If I were a company offering excursion stage rides I might have modern safety features:

1. fence posts along the cliff edge that are steel and are driven deep into the ground with wooden exterior coverings so the psts look like ordinary fence posts to the casual observer: I would have these constructed at my own expense at the person of the property owner my route was situated upon unless I owned the land myself UNLESS you feel it prudent to have a tall brick or stone wall along that dangerous cliff edge instead as a strong safety barrier

2. the passengers and driver would wear seat lap belts: they would be installed on the vehicle

3. there would be a system by which the coach brakes could be applied instantly in an emergency and release the horse team from the vehicle instantly as well: an emergency could be horses that spook out of control: I don't know if horses are stupid enough to run off a cliff, however

My excursion ride outfit would not have releases for people to sign: I would have a good insurance policy for liability and exercise sound safety measures.

What are some thoughts here for companies who offer rides to the public in nostalgic-looking horse-drawn vehicles in modern times in regards to customer safety? 

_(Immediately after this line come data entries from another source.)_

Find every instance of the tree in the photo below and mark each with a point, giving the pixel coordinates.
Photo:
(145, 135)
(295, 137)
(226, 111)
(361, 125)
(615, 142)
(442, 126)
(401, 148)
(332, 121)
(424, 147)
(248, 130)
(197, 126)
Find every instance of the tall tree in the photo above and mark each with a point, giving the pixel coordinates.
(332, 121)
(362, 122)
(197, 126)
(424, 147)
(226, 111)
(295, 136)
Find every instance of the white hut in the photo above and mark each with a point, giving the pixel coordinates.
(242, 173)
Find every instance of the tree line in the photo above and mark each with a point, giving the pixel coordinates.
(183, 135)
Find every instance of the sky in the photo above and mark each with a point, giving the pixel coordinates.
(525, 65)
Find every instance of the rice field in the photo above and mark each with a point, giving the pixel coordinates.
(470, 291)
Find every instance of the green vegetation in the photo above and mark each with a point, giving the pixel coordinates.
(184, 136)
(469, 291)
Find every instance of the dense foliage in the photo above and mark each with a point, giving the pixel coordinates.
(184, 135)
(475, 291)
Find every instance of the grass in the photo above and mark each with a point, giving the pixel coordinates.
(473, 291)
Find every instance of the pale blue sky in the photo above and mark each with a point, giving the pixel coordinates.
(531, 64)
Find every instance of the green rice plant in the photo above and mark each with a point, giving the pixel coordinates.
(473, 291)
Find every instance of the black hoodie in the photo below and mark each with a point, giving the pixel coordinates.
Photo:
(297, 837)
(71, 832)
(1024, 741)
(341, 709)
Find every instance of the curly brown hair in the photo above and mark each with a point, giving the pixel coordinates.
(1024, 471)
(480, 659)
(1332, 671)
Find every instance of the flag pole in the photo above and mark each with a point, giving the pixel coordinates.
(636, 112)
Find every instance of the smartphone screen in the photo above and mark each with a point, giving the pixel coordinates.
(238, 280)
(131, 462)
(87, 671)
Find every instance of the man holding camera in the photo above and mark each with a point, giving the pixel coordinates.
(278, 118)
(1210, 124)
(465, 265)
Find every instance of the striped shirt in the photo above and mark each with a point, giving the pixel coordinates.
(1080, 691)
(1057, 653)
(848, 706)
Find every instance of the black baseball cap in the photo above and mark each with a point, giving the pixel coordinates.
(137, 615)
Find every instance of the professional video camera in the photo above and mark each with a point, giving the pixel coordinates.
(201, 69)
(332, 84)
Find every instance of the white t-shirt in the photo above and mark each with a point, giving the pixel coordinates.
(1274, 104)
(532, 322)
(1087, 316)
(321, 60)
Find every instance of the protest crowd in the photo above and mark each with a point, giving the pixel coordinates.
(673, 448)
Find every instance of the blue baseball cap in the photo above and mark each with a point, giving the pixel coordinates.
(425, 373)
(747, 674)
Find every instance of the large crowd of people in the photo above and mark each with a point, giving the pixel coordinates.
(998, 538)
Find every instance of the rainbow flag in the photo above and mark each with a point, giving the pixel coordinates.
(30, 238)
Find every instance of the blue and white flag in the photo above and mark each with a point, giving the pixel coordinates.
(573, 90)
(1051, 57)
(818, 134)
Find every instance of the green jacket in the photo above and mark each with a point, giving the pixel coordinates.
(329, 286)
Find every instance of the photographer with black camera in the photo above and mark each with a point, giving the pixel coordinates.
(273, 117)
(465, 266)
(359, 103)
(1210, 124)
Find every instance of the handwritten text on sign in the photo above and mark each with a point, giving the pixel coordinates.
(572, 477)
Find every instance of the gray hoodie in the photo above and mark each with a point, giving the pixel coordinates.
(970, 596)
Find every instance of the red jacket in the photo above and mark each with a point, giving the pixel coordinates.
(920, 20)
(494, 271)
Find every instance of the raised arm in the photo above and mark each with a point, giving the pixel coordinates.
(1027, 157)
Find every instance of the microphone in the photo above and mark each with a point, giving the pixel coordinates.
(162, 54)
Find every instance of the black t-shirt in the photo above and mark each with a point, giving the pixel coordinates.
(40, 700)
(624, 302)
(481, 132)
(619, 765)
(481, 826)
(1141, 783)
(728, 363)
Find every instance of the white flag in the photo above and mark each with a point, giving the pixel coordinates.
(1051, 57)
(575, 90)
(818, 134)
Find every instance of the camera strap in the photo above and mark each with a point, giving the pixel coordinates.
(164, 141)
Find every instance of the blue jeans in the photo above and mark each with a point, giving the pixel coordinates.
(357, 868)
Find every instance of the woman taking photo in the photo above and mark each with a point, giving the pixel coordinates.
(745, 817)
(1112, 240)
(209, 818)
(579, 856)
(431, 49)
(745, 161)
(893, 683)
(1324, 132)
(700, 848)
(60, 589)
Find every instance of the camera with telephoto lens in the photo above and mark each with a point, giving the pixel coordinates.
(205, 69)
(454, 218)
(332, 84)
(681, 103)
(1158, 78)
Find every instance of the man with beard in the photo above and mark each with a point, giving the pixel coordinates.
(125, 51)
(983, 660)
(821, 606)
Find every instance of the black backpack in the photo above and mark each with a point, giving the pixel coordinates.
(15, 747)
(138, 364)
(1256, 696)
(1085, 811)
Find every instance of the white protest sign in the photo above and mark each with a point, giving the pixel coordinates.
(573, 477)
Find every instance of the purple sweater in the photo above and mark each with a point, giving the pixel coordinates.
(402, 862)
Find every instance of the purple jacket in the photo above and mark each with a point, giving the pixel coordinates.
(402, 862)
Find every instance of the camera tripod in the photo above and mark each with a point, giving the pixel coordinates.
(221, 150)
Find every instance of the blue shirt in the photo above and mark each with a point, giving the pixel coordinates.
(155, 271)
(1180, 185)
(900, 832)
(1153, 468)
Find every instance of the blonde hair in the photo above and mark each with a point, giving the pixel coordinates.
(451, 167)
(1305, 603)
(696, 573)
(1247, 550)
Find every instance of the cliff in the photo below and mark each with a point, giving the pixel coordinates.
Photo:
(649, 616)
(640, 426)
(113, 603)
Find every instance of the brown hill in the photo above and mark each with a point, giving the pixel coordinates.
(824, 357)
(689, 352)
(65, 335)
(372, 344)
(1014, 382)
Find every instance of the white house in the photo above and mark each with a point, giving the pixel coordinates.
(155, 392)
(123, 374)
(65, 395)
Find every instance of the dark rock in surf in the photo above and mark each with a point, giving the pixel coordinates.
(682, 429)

http://i64.tinypic.com/2i0wwk.jpg


----------



## horselovinguy (Oct 1, 2013)

jonbailey said:


> This is a PC-simulation model of a stagecoach.



Think this is enough said....


Fake and a PC game experience... _a simulator!_


Wanting to keep as authentic as possible, you truly think in the times of stagecoach and horse drawn they had steel pilings and all those "safety" features? :|
:runninghorse2:....
_jmo..._


----------



## jonbailey (May 7, 2018)

horselovinguy said:


> Think this is enough said....
> 
> 
> Fake and a PC game experience... _a simulator!_
> ...


No, but I want to simulate a _modern-day_ stage ride service. Do you think the stagecoach rides at Knott's Berry Farm lack modern safety features? 

I do know from watching cowboy films that some old coaches could be quickly disconnected from the horses to prevent a runaway. Pulling a pin or lever or something. People have been killed in carriage wrecks.


----------



## horselovinguy (Oct 1, 2013)

In some things there is more danger in installing those safety features than leaving them off...
Ever been to Disney?
Ride their trams, the trains, their refurbished authentic looking horse-drawn vehicles or old cars, double-decker bus?
They have safety features you bet...
But none of them take away from the time period or are seen...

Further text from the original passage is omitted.